I’m remodeling my island so please stay in fenced area and no cliff climbing. Sorry for the mess.

Saharah is around resident services 

Feel free to shop Nooks and Ables.
No payment necessary but tips appreciated.  Would love IGB since I’m moving a lot of the buildings around and have to build new bridges and inclines. Or if you have any Egyptian themed items I would love you lol x)


----------



## DragonLatios (Sep 14, 2020)

Koholint said:


> I’m remodeling my island so please stay in fenced area and no cliff climbing. Sorry for the mess.
> 
> I trapped Saharah to the left near the entrance. You’ll pass by her. She’s trapped by bushes.
> 
> ...


can i come and shop?


----------



## Koholint (Sep 14, 2020)

DragonLatios said:


> can i come and shop?



of course x)

	Post automatically merged: Sep 14, 2020

Sorry, I decided to untrap her since it was a small space. You should see dodo now.


----------



## Ghostfish (Sep 14, 2020)

Could I stop by possibly?


----------



## Koholint (Sep 14, 2020)

Lucky you got here before I left to eat xD sure!

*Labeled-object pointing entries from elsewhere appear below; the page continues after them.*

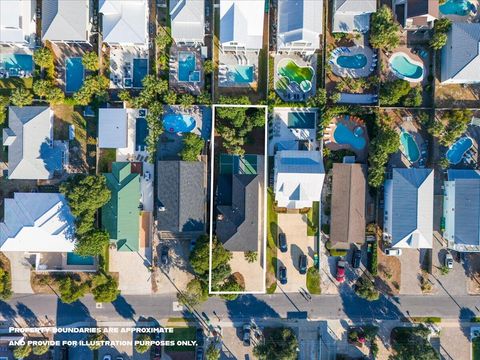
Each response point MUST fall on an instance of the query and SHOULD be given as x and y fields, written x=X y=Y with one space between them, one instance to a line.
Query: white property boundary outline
x=265 y=201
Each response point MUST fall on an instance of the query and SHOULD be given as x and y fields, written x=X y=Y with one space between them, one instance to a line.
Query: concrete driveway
x=295 y=228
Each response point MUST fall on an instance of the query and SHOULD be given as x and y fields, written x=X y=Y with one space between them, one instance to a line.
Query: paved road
x=34 y=308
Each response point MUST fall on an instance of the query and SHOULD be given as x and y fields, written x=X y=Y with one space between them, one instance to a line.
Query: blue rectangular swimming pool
x=74 y=74
x=16 y=62
x=140 y=70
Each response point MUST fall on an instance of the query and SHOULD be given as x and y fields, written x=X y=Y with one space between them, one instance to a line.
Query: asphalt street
x=35 y=309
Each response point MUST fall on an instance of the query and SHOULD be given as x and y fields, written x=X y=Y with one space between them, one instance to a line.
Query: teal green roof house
x=120 y=216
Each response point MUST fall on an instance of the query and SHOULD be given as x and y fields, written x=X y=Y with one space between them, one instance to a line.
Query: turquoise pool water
x=410 y=147
x=404 y=68
x=458 y=149
x=140 y=70
x=176 y=123
x=16 y=61
x=74 y=259
x=357 y=61
x=241 y=74
x=73 y=74
x=186 y=67
x=457 y=7
x=344 y=136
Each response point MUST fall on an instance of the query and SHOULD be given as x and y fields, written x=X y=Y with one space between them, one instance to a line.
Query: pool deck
x=194 y=88
x=352 y=123
x=353 y=50
x=121 y=63
x=301 y=60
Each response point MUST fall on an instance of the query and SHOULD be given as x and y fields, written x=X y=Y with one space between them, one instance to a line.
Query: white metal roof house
x=408 y=214
x=461 y=55
x=241 y=24
x=299 y=25
x=112 y=128
x=17 y=22
x=32 y=153
x=124 y=22
x=37 y=222
x=66 y=20
x=298 y=178
x=188 y=21
x=352 y=15
x=461 y=210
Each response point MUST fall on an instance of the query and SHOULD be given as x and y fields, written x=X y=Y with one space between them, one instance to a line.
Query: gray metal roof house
x=461 y=55
x=461 y=210
x=408 y=213
x=32 y=153
x=66 y=20
x=181 y=195
x=239 y=218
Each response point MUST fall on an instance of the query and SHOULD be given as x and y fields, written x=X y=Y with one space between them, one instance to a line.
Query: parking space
x=294 y=226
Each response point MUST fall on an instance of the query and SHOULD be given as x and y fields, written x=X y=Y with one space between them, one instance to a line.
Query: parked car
x=164 y=255
x=449 y=261
x=200 y=337
x=283 y=275
x=246 y=334
x=341 y=264
x=302 y=264
x=282 y=242
x=199 y=353
x=393 y=252
x=356 y=258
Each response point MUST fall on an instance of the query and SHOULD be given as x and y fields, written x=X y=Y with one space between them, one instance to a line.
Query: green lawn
x=313 y=281
x=180 y=334
x=312 y=217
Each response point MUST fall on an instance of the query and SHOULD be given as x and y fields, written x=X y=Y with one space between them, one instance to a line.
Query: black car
x=283 y=275
x=282 y=242
x=200 y=337
x=164 y=255
x=302 y=264
x=356 y=258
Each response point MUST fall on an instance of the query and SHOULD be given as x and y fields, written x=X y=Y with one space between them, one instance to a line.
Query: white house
x=124 y=22
x=299 y=25
x=408 y=214
x=352 y=15
x=298 y=178
x=241 y=24
x=461 y=55
x=112 y=128
x=66 y=20
x=188 y=21
x=17 y=22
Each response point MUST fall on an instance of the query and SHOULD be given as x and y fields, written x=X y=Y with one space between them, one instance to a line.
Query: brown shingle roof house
x=348 y=205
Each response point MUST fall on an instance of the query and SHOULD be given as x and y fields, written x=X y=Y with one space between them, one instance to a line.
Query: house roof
x=181 y=191
x=124 y=22
x=422 y=7
x=462 y=207
x=352 y=15
x=411 y=196
x=188 y=20
x=112 y=128
x=29 y=140
x=12 y=20
x=461 y=54
x=299 y=178
x=348 y=205
x=299 y=21
x=120 y=216
x=241 y=22
x=37 y=222
x=65 y=20
x=239 y=226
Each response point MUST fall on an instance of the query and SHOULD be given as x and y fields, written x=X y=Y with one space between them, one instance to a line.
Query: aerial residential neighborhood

You should see dodo now


----------



## Jexah808 (Sep 14, 2020)

Is this still open?


----------



## Koholint (Sep 14, 2020)

Jexah808 said:


> Is this still open?



yeah, you should see dodo now


----------



## annex (Sep 14, 2020)

Hi. I would love to come over for both turnips and Saharah.


----------



## Koholint (Sep 14, 2020)

annex said:


> Hi. I would love to come over for both turnips and Saharah.



sure  you should see dodo now


----------



## Bekaa (Sep 14, 2020)

May I come by? Thank you.


----------



## Koholint (Sep 14, 2020)

LivinTheLife said:


> May I come by? Thank you.



yes  dodo at top


----------



## annex (Sep 14, 2020)

I'm not understanding the code at the top. It just says I haven't been granted access to the code. I'm a bit new to this.


----------



## Koholint (Sep 14, 2020)

annex said:


> I'm not understanding the code at the top. It just says I haven't been granted access to the code. I'm a bit new to this.



oh sorry, I thought I clicked allow dodo. You should see it now


----------



## annex (Sep 14, 2020)

I see it now. Thank you.


----------



## Koholint (Sep 14, 2020)

20 min left everyone


----------



## Ghostfish (Sep 14, 2020)

Omw sorry


----------



## Koholint (Sep 14, 2020)

Ghostfish said:


> Omw sorry



there’s 5min left 

	Post automatically merged: Sep 14, 2020

The noon strikes and price changes


----------